Sure, the question was if this is actually beneficial from an evolutionary perspective. Was this an advantage for survival and humans evolved to be this way or is this an accidental side effect of the working mechanism of the brain which just stayed because it wasn’t a large enough disadvantage to evolve against?
A mechanism that causes people to become more decisive (but much less contemplative) when short on food seems like it would be beneficial. It stops analysis paralysis, and makes someone try something rather than just accept their fate.
Essentially the point I was making. There's truth to that pithy aphorism: decide in limited information and act. Making a decision and an action is better than not. And the feedback from the world you get for that choice will be the balm to your previous lack of information. Iterate to grow knowledge, and keep moving to progress.
Question I was considering was whether evolution had a goal in this? I guess it did. Nervous-system-noise helps explore that state space and extreme states (hunger, sleep deprivation) lower inhibition, leading to greater exploration of the decision space. Biochemical/genetic mediators of more efficient (in aggregate across all humans ever) search algorithms.
Those despotic genes! Programming us, the nerve of them! :) Hahaha :)
I think the question is whether bodily discomfort affects cognition, probaly yes, and how large is that effect size. Could that effect be enough to change a ruling in a significant way? I personally dont think so. In my experience with driving, cognitive distraction has a much higher effect than most bodily discomfort.
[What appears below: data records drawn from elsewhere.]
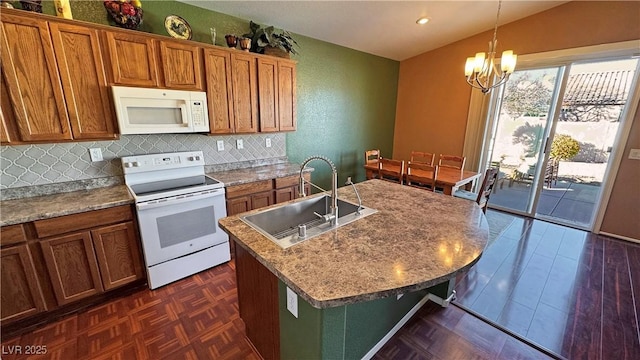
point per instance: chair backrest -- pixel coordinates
(452, 161)
(371, 156)
(422, 157)
(422, 175)
(488, 182)
(391, 170)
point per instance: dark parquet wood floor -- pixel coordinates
(572, 292)
(197, 317)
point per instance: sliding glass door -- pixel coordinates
(553, 132)
(523, 124)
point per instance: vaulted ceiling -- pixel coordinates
(383, 28)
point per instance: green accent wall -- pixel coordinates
(339, 333)
(346, 99)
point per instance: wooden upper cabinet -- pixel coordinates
(181, 65)
(82, 72)
(8, 125)
(133, 59)
(217, 64)
(31, 72)
(244, 84)
(287, 95)
(21, 292)
(72, 267)
(268, 94)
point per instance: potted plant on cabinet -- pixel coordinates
(269, 42)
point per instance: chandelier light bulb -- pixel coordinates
(481, 70)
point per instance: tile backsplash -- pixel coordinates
(29, 165)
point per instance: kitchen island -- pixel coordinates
(345, 285)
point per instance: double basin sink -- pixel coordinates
(295, 222)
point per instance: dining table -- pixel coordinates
(448, 179)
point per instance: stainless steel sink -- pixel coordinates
(282, 224)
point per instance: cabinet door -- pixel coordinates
(21, 294)
(261, 200)
(79, 57)
(33, 83)
(238, 205)
(118, 254)
(72, 267)
(181, 66)
(244, 93)
(217, 65)
(286, 95)
(133, 59)
(8, 126)
(268, 94)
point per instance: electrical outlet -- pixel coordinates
(292, 302)
(95, 154)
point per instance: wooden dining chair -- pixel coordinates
(452, 161)
(422, 175)
(482, 197)
(371, 163)
(422, 157)
(391, 170)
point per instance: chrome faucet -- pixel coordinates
(333, 216)
(349, 182)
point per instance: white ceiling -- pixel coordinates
(383, 28)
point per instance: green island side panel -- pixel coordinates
(344, 332)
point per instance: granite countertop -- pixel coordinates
(253, 174)
(48, 206)
(417, 239)
(66, 203)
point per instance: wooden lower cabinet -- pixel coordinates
(55, 266)
(72, 267)
(21, 293)
(118, 255)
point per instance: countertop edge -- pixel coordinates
(54, 214)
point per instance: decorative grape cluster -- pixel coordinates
(126, 13)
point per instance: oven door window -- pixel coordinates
(186, 226)
(177, 229)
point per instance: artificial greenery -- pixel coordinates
(263, 37)
(564, 147)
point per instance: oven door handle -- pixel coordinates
(173, 200)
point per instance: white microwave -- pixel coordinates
(160, 111)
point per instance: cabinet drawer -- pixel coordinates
(246, 189)
(12, 234)
(86, 220)
(293, 180)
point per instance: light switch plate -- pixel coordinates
(96, 154)
(292, 302)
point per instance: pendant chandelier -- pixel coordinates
(481, 70)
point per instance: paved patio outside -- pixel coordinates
(567, 200)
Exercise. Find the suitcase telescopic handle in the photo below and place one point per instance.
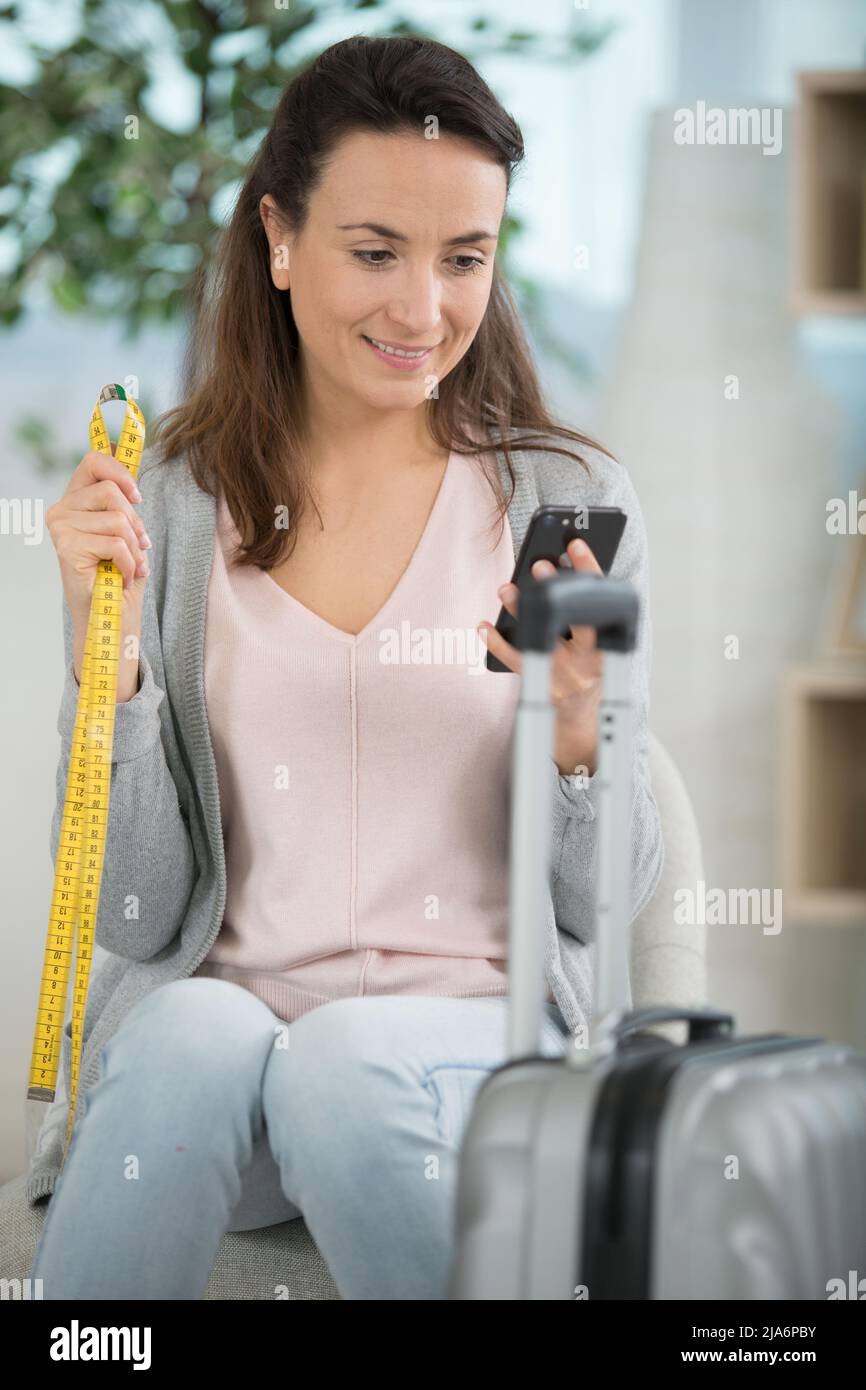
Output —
(702, 1023)
(544, 609)
(610, 606)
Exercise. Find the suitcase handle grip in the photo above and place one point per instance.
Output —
(610, 606)
(702, 1023)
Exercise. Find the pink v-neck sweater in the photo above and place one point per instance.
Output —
(364, 779)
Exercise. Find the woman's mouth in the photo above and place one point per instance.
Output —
(405, 359)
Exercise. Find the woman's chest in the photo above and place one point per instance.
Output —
(350, 555)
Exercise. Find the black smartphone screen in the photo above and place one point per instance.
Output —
(548, 534)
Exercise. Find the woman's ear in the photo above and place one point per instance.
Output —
(277, 242)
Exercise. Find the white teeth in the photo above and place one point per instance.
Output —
(398, 352)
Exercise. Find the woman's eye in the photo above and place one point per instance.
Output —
(474, 264)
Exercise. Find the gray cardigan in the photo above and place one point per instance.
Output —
(164, 851)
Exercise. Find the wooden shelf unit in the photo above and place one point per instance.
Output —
(830, 193)
(823, 794)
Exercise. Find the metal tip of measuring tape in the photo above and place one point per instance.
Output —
(113, 392)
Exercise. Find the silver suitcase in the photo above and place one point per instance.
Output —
(633, 1166)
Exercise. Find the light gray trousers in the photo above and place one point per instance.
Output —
(211, 1114)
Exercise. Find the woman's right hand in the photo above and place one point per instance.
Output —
(96, 520)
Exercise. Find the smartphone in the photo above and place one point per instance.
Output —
(548, 534)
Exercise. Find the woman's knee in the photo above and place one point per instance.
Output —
(200, 1023)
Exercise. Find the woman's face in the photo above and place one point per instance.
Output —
(398, 246)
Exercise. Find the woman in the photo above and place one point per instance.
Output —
(305, 891)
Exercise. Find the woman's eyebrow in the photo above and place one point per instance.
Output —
(398, 236)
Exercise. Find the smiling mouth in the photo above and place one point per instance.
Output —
(403, 353)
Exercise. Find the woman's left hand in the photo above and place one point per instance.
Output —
(576, 674)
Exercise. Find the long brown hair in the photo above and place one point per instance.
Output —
(241, 424)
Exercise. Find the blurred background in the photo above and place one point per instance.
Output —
(698, 306)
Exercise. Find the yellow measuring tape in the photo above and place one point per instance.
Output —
(81, 851)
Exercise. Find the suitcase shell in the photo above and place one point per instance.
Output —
(726, 1168)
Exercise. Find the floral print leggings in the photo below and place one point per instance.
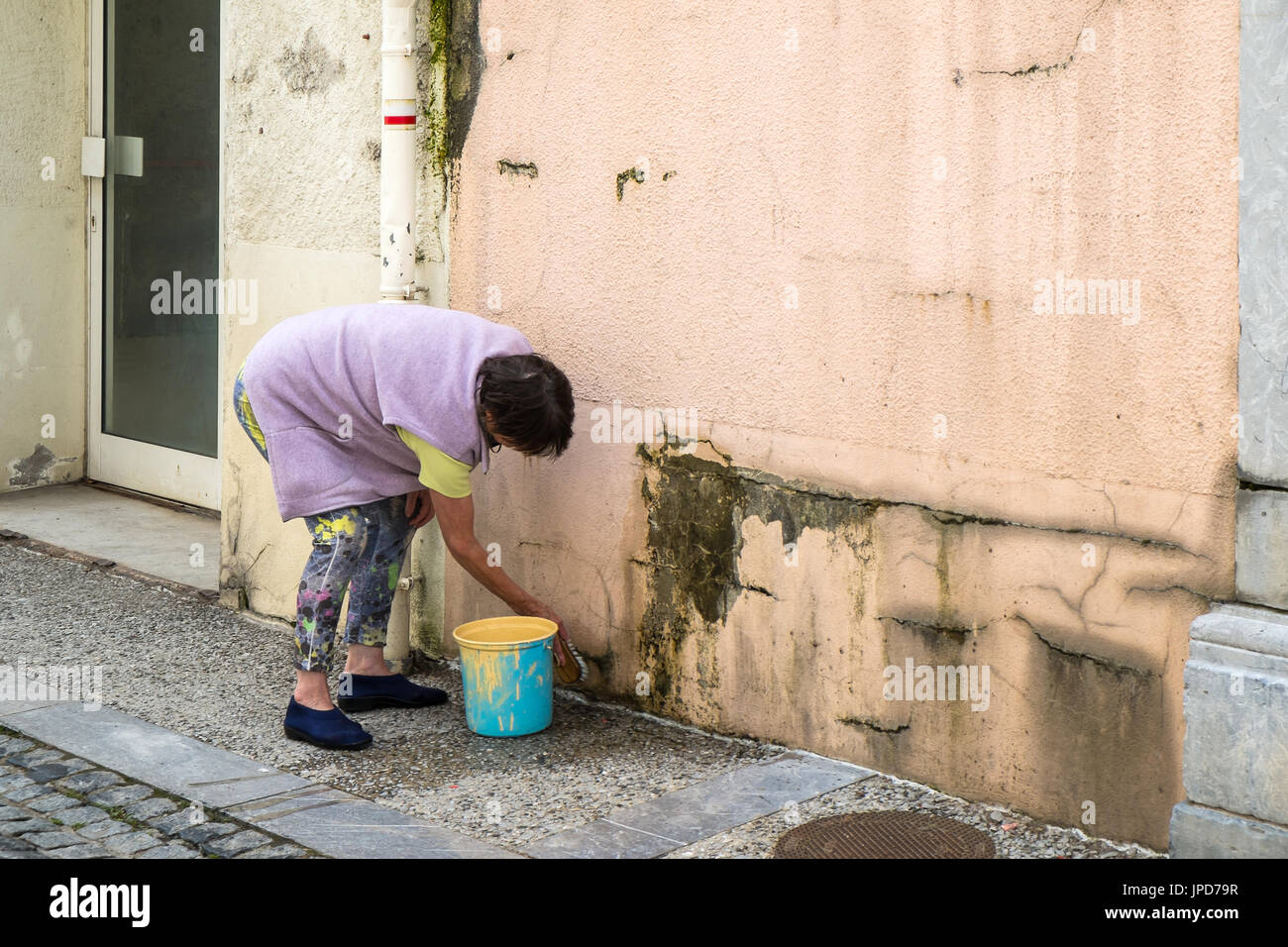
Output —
(359, 549)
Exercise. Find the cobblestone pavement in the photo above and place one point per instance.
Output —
(55, 805)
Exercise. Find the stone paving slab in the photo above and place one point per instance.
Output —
(77, 813)
(706, 808)
(346, 826)
(154, 755)
(318, 817)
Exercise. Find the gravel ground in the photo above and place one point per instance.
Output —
(224, 678)
(1014, 835)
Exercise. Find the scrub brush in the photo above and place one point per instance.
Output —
(574, 668)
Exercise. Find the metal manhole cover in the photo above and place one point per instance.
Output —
(884, 835)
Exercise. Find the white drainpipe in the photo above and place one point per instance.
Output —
(398, 226)
(398, 154)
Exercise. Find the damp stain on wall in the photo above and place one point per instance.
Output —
(697, 509)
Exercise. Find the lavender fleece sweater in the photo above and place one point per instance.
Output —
(329, 386)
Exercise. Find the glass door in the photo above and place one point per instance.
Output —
(155, 425)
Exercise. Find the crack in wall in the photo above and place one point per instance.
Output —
(1035, 68)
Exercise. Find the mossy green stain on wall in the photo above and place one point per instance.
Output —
(696, 513)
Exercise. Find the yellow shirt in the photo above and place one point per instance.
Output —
(438, 472)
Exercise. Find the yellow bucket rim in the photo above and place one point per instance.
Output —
(542, 629)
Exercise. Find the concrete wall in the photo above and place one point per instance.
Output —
(43, 198)
(824, 231)
(301, 213)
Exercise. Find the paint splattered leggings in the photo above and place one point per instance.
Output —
(359, 549)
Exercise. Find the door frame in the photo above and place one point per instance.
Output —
(189, 478)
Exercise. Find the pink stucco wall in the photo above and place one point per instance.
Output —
(832, 260)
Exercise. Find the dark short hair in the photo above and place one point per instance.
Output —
(529, 401)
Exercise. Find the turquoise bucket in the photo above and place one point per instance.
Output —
(507, 671)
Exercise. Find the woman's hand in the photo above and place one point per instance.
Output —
(420, 508)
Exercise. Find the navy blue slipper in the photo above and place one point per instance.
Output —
(370, 690)
(326, 728)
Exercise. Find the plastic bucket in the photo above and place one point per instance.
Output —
(507, 669)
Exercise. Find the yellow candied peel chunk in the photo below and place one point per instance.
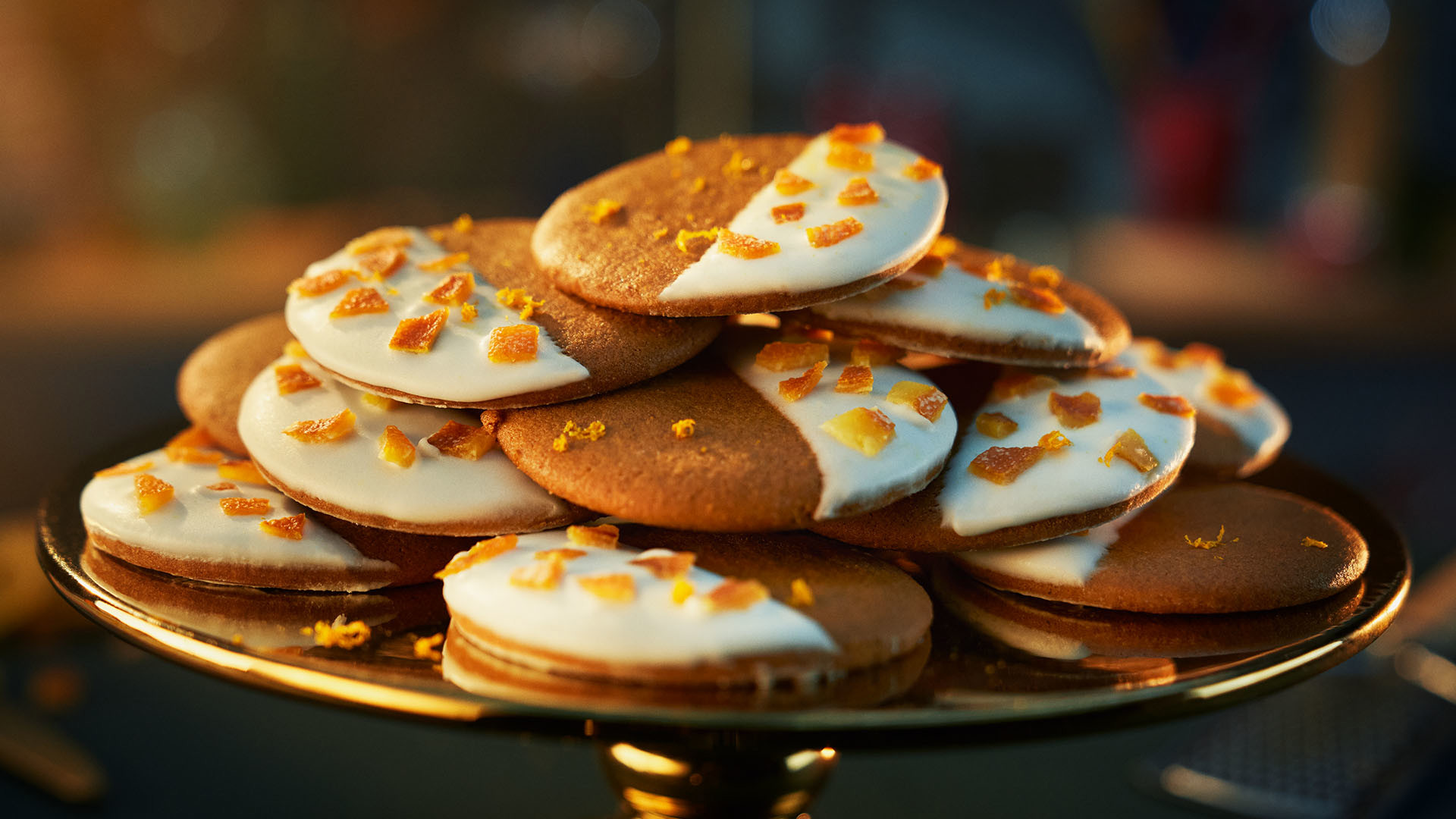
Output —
(152, 493)
(928, 401)
(322, 430)
(453, 292)
(287, 528)
(603, 537)
(603, 210)
(462, 441)
(293, 378)
(618, 588)
(242, 506)
(479, 553)
(397, 447)
(780, 356)
(855, 379)
(862, 428)
(513, 344)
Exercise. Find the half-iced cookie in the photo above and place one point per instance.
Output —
(1241, 428)
(212, 381)
(743, 224)
(204, 516)
(976, 303)
(753, 435)
(1196, 550)
(693, 610)
(462, 316)
(383, 464)
(1047, 453)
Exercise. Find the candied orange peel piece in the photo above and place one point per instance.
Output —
(397, 447)
(240, 506)
(1166, 404)
(835, 232)
(780, 356)
(603, 210)
(293, 378)
(513, 344)
(666, 564)
(603, 537)
(287, 528)
(858, 133)
(864, 428)
(924, 398)
(789, 183)
(357, 302)
(799, 387)
(791, 212)
(1003, 464)
(152, 493)
(874, 353)
(858, 193)
(855, 379)
(453, 292)
(995, 425)
(479, 553)
(1075, 410)
(736, 595)
(922, 169)
(328, 281)
(849, 158)
(462, 441)
(322, 430)
(745, 246)
(1131, 447)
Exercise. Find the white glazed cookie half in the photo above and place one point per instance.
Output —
(475, 491)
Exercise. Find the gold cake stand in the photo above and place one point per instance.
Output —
(745, 752)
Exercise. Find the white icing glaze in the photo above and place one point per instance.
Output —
(456, 369)
(193, 525)
(650, 630)
(350, 472)
(854, 482)
(952, 303)
(1071, 480)
(1263, 428)
(903, 222)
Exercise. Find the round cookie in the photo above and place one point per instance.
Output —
(1066, 632)
(750, 460)
(625, 238)
(692, 610)
(1241, 428)
(472, 493)
(1100, 475)
(1196, 550)
(190, 534)
(212, 381)
(574, 349)
(968, 302)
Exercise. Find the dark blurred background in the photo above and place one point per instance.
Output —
(1270, 177)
I think it's domain dependent the effect of body on cognition, but definitely vastly affects. Could be, no disparagement, a present paucity of self-awareness regarding the correlation of these states.
In terms of whether that's large enough for a ruling, I guess it'd depend on all the pertinent factors: the rule, the judge, the context, the level and nature of discomfort, and the definition of significant. Within that multid space, I think, contrary to you, there's ample chance to produce large effects.
Mitigating this is perhaps how similar many judges routines are. What might really be strong support would be some control, and putting some jurists on more extreme diets/routines hahaah! :) Of course, only in mock trials tho, as otherwise that would be unethical.
That's a good factor too but would have to investigate how much this correlates with the findings of the original article. Plus unrelated studies that find moderate performance increase to people who restrict bowel movements before test (anal retentive hahaha! :).
Do study support that it operates as blinker on complexity or even impacts cognition, besides the judgements or increased "irrationality"? As pointed out increased irrationality, can be a boon for lateral search space exploration, and could be argued to lead discovery of better judgements. Similarly, increased focus on core tenets by carving off complexity could also lead to better performance.
Also, in legal cases, with potential for politicization of key issues, what's deemed irrational may simply be heretical from one ideology. Unsure the specifics in this case, so would have to consider such factors, too.